Infrastructure Upgrades for Data Residency
Scheduled Maintenance Report for GitKraken
Postmortem

On Thursday, January 20 we did a release to add Data Residency support (adding hosting in the European Union using the AWS Frankfurt Germany region), and change the AWS instance class for our production instances.

The release process was estimated to take ~20 minutes, with the majority of that time spent on shutting down the AWS instance, changing the type, and restarting all services.

After resizing the instance, we noticed that our EBS data volumes were performing slowly, to the point of being unusable.

The initial diagnosis was the slow EBS volume behavior behaved like a volume recently restored from a backup snapshot (where data needs to be lazy-loaded behind the scenes by AWS).

We could not find an explanation for this behavior, as we had not made any changes to the data volumes. Working with AWS support, it was determined changing the instance class from r5 to r5b caused the volumes to go through an optimization step behind the scenes. During this optimization, we encountered an issue with some of the data volumes, resulting in increased latency.

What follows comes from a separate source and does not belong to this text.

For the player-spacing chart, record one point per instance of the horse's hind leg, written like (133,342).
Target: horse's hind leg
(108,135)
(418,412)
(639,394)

AWS support tried to investigate the issue, but could not find a lead as to the cause, or possible fix. This issue needed to be escalated to the EBS services team to investigate. The timeline for optimization to finish and/or the EBS team to do their investigation was unknown at this time, and AWS Support could not even provide an estimate.

Because of the uncertain AWS estimates, we decided to restore all data from snapshots (created prior to the release). Because we regularly create backup snapshots, including during each release, we had a full data set to restore.

At this stage, we rolled back our instance changes, and used EBS Fast Snapshot Restore (FSR) to recover all production data from backup snapshots. This process took about 4 hours in total, as we waited for FSR to go through optimizations, and credits to accrue that allowed us to recreate the volumes. Once that was done, things returned back to normal.

We apologize for the interruption. We are reviewing our release and operations processes to address these issues in the future.

Git Integration for Jira Cloud Operations Team

Posted Jan 24, 2022 - 16:12 EST

Completed
The scheduled maintenance has been completed.
Posted Jan 21, 2022 - 00:15 EST
In progress
Scheduled maintenance is currently in progress. We will provide updates as necessary.
Posted Jan 20, 2022 - 23:45 EST
Scheduled
We will be undergoing scheduled maintenance during this time to add Data Residency capabilities.
Please expect some minor outages and slowdowns during this outage window.
Posted Jan 20, 2022 - 22:48 EST
This scheduled maintenance affected: Git Integration for Jira Cloud - Global Region.